5. Severely heavy metal contaminated soil (heavy metal concentration > 200 mg/kg): PVP adsorption capacity is insufficient, which can easily lead to secondary problems

PVP can only assist in the remediation of mildly heavy metal-contaminated soils (concentration <100 mg/kg) and is completely unsuitable for heavily contaminated soils (such as soils around mining areas, with Pb/Cd concentrations >200 mg/kg) for the following reasons:

• The adsorption capacity is limited and cannot reduce the activity of heavy metals.
  PVP's adsorption of heavy metals depends on the pyrrolidone ring on the molecular chain. The adsorption capacity of a single gram of PVP is only 0.5~2 mg (depending on the type of fruit and vegetable). Severely polluted soil requires extremely high concentrations of PVP (>1%) to adsorb some heavy metals - but high concentrations of PVP will clog soil pores, leading to hypoxia, which will aggravate crop damage.
• It is impossible to completely remove heavy metals, and can only "temporarily fix" them.
  PVP's adsorption of heavy metals is "reversible" (it will desorb in an acidic environment or high concentrations of other cations). If the pH of the soil in heavily polluted soil subsequently drops (such as acid rain), the adsorbed heavy metals will be released again, causing secondary pollution. The problem cannot be fundamentally solved (professional technologies such as "leaching" and "phytoremediation" are required).
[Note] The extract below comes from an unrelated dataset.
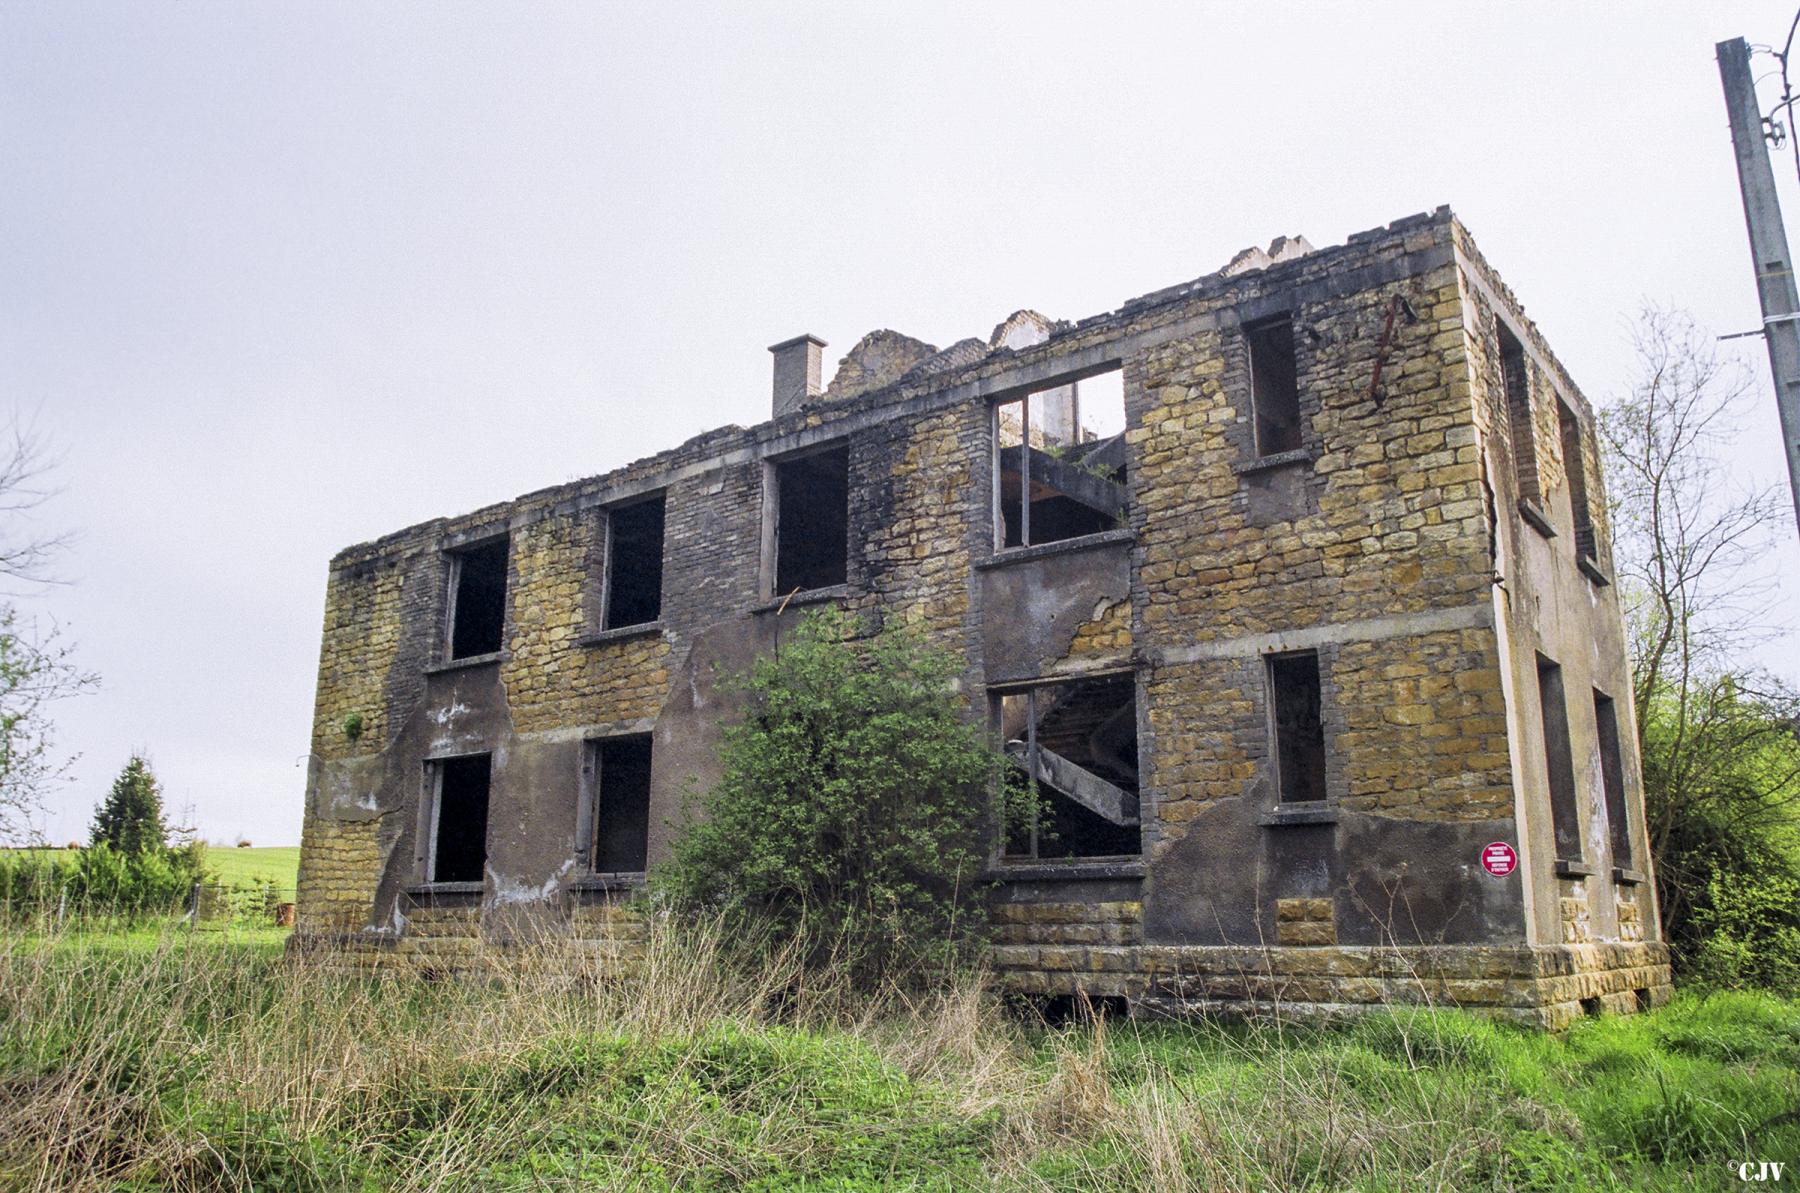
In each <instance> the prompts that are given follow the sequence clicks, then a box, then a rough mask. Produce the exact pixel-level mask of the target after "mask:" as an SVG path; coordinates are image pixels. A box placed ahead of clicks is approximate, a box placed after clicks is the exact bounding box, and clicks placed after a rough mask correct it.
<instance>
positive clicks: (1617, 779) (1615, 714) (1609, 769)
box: [1593, 689, 1633, 869]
Summary: Core characteristics of soils not suitable for PVP use

The key to determining whether a soil is suitable for PVP is whether PVP can address the soil's core issues without causing negative side effects . The following soils meet the core characteristics of being "unsuitable":

• Core problems cannot be solved by PVP (such as "lowering salt and adjusting pH" in saline-alkali soil, "stabilizing aggregates" in heavy clay soil, and "adding fertilizer" to soil lacking organic matter);
• New problems can easily arise due to the characteristics of PVP (such as "hypoxia" in heavy clay soils, "loss and waste" in sandy soils, and "secondary release" in heavily contaminated soils);
• The economic efficiency is extremely poor (for example, heavy clay and sandy soils require a large amount of PVP, the cost of which is much higher than traditional amendments).

The core logic of soil improvement is to "take targeted measures to address the fundamental problems" (such as draining salt from saline-alkali soil and adding organic fertilizer to heavy clay soil). PVP is only an "auxiliary means in special scenarios" and cannot replace traditional improvement measures, let alone be used for the unsuitable soil types mentioned above.